As for the divestiture process needed to make the Tribune acquisition possible, Ripley noted that swaps are very much a consideration. He said the company has received a first round of bids on potential spin-off stations, and that many of them include swaps as part of the proposal.

As for ownership deregulation, while loaded with positive long-term implications, Ripley said it was not figured into the Tribune acquisition, and indeed, Sinclair is under no illusion that the process will be finished in time to impact the need for divestitures.

When it comes to audience measurement, Nielsen does not appear to be part of Sinclair’s planning.

Said Ripley: “Nielsen’s trying to improve what is a very antiquated product, in our opinion not nearly fast enough, and the reality is there’s so many other sources of measurement that either exist or are coming.”

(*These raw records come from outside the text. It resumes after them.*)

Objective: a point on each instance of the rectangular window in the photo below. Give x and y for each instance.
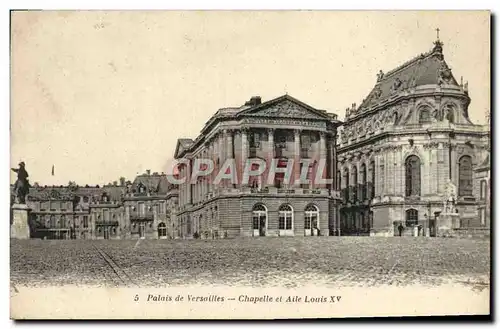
(483, 190)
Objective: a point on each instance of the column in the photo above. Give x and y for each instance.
(244, 152)
(323, 153)
(390, 171)
(220, 154)
(190, 191)
(270, 142)
(399, 169)
(440, 164)
(270, 154)
(333, 161)
(296, 164)
(229, 149)
(453, 164)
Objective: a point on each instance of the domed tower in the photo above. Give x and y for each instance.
(403, 147)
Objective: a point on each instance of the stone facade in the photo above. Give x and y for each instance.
(398, 150)
(144, 208)
(283, 128)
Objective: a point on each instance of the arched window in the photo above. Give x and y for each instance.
(339, 181)
(424, 116)
(311, 218)
(483, 190)
(53, 221)
(372, 179)
(354, 184)
(465, 176)
(259, 219)
(162, 230)
(411, 217)
(412, 169)
(346, 183)
(285, 219)
(364, 188)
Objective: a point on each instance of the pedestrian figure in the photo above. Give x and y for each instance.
(400, 229)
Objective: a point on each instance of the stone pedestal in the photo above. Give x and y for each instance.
(19, 228)
(446, 223)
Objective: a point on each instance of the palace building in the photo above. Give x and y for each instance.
(401, 146)
(283, 128)
(144, 208)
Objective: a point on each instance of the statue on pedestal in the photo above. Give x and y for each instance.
(21, 186)
(450, 197)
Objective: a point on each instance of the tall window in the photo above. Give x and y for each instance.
(411, 217)
(285, 217)
(142, 209)
(354, 184)
(53, 221)
(162, 230)
(382, 176)
(372, 174)
(465, 176)
(483, 190)
(188, 225)
(311, 217)
(424, 116)
(412, 166)
(450, 116)
(259, 216)
(347, 187)
(364, 188)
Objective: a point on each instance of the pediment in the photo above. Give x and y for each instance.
(286, 108)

He noted that some measurement platforms can already deliver second-by-second data, and added, “When you think about ATSC 3.0 sending back data on what people are watching, it makes Nielsen’s product look very old-fashioned, and at the end of the day, we’re moving on in terms of where technology is headed.”

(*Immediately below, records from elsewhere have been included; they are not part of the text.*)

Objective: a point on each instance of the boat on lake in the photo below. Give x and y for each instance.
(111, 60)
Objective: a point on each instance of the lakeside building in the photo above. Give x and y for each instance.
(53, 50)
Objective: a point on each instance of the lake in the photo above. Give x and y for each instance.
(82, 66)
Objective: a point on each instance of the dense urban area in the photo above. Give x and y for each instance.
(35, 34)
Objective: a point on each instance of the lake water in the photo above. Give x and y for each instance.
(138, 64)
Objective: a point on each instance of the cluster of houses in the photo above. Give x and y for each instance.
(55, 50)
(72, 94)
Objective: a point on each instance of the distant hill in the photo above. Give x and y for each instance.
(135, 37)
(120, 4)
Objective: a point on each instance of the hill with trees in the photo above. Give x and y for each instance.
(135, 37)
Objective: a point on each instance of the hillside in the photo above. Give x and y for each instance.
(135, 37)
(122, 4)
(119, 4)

Smith added that ATSC 3.0 is the advertiser’s Holy Grail, given its expected ability to pinpoint who is watching and where they are.

Regarding ATSC 3.0, Smith noted that broadcasters have come together to make it work, and Ripley added that it is happening on a market-by-market basis.

Complaints from MVPDs on the possible impact on retrans were labeled a “smokescreen” by Ripley, who said there should be no impact on negotiations at all. The key, which the FCC recognizes, is the need for flexibility as the process of deployment moves forward.

A possible Bill O’Reilly-Sinclair agreement was in the news recently, and according to Ripley, it can be discounted out of hand. He said O’Reilly approached Sinclair, not the other way around, and added that the company had no interest in acquiring his services.


Comments (4)

Leave a Reply

Cheryl Thorne says:

November 1, 2017 at 7:39 pm

Why are they not highlighting their digital Growth.???.It’s a bright spot ..As for ATSC. 3.0…..It won’t fix their lack of viewership …The network programming and local news are not very desirable

Cheryl Thorne says:

November 1, 2017 at 7:40 pm

I think they are kidding themselves with expectations of Retrans being a growing revenue stream

alicia farmer says:

November 2, 2017 at 7:36 am

TV future has finally arrived. Sinclair represents the past. Good luck with that.

Mark Annas says:

November 2, 2017 at 9:13 am

Am I the only person that thinks a business reliant on retrans fees is a house of cards?